2005-07-07 Thread Jim Fulton

Martijn Faassen wrote:

Hi there,

in zope.app.catalog.attribute, there's the following functionality:

def index_doc(self, docid, object):
if self.interface is not None:
object = self.interface(object, None)
if object is None:
return None

value = getattr(object, self.field_name, None)
if value is None:
return None

if self.field_callable:
try:
value = value()
except:
return None

return super(AttributeIndex, self).index_doc(docid, value)

The following sequence I think leads to trouble:


value = getattr(object, self.field_name, None)
if value is None:
return None

as this means attributes that do exist and have the value None would 
never be indexed (as index_doc() is never reached).


Instead, I'd suggest the following code:

try:
value = getattr(object, self.field_name)
except AttributeError:
return None

or alternatively if for some reason getattr() with a default is 
preferred (though I suspect the exception approach is slightly faster):


# module level
NotFound = object()

value = getattr(object, self.field_name, NotFound)
if value is NotFound:
 return None

If this is indeed decided to be a bug, is it okay if I check in a fix 
for this?
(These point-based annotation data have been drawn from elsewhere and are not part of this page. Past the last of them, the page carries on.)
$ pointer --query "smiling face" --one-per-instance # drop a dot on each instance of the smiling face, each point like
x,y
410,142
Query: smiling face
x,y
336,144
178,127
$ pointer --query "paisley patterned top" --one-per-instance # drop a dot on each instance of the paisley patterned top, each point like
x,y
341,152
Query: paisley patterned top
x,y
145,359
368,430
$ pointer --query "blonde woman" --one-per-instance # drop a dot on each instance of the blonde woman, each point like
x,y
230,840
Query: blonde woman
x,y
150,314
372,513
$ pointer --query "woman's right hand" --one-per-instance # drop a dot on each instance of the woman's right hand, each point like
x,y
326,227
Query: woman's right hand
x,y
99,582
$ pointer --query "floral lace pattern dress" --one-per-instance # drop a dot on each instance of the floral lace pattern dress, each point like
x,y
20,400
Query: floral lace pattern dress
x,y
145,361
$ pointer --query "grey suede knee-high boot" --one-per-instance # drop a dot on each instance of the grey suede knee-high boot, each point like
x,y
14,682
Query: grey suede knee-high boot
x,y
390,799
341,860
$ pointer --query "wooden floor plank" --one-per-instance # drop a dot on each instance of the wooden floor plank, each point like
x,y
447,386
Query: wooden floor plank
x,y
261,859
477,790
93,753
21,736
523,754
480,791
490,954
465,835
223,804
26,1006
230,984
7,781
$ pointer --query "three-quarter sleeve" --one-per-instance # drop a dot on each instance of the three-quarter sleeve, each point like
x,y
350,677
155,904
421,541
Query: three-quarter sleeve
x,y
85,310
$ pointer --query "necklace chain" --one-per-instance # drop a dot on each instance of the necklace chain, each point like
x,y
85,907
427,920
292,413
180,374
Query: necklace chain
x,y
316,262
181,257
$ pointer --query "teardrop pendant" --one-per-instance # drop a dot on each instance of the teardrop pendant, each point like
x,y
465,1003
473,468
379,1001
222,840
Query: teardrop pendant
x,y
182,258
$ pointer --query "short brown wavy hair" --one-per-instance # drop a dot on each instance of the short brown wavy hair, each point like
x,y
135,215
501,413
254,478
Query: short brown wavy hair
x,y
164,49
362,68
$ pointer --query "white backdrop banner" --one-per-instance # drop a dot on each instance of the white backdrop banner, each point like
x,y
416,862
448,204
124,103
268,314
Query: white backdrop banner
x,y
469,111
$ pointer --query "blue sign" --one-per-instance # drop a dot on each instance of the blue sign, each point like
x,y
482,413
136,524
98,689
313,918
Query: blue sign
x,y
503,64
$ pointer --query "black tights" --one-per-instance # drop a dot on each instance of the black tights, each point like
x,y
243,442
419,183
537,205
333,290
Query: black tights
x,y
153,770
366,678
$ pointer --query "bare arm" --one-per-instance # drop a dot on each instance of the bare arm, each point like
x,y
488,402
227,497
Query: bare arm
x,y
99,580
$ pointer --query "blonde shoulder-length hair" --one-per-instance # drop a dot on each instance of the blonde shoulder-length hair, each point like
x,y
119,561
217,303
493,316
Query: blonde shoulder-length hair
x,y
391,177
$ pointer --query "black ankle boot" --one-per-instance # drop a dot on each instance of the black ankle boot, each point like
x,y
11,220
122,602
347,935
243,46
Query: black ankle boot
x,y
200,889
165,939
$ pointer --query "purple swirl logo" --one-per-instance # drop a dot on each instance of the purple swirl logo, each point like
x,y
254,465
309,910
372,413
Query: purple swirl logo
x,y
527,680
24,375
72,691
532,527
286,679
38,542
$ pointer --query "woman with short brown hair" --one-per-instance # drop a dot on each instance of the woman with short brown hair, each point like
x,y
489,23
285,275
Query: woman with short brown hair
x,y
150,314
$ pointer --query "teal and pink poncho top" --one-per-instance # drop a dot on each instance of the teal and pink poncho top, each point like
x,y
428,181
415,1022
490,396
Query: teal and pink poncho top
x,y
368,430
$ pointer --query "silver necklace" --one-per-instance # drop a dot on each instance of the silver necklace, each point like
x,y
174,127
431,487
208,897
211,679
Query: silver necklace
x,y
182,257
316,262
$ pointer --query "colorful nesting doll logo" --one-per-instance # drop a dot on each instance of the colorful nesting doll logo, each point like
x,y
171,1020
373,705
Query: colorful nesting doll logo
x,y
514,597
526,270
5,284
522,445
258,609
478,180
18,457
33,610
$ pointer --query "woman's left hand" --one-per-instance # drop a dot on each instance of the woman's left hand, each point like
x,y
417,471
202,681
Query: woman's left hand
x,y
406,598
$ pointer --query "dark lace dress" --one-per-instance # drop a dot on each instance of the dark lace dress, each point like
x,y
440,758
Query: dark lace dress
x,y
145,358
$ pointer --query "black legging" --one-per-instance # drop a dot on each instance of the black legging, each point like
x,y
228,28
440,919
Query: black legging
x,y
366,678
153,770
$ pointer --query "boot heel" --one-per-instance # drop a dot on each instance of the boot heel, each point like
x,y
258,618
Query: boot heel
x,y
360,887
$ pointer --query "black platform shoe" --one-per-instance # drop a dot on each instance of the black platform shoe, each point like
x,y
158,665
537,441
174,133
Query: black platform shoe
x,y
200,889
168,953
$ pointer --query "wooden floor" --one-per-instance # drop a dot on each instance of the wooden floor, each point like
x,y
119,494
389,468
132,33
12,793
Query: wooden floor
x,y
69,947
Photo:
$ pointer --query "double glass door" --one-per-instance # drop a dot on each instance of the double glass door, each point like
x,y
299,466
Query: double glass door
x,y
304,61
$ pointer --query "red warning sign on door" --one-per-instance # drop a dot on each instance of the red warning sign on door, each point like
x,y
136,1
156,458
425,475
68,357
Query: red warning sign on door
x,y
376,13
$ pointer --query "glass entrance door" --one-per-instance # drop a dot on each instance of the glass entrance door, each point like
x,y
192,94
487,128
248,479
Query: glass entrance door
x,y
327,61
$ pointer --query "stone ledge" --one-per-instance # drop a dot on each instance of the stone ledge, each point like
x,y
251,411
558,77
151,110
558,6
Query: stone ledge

I'll try to devise a test of course.


I'm not sure if this is a bug.  If it is, the fix might be worse.
It makes no sense and could cause problems to use None as a BTree-bases
index key. AFAICT, Python still makes no guarantee wrt comparison of
of objects of different types over time:

  http://docs.python.org/ref/comparisons.html

  "The operators <, >, ==, >=, <=, and != compare the values of two objects.
   The objects need not have the same type. If both are numbers, they are
   converted to a common type. Otherwise, objects of different types always
   compare unequal, and are ordered consistently but arbitrarily.

   (This unusual definition of comparison was used to simplify the definition of
   operations like sorting and the in and not in operators. In the future, the
   comparison rules for objects of different types are likely to change.)"

It would only be safe to use None as a BTree key if all of the keys used
were None, which wouldn't be very interesting. :)

There are various ways that one could design an index that would
handle objects of different types, if necessary or handle None as
a special case.  Thar would require a fairly different design.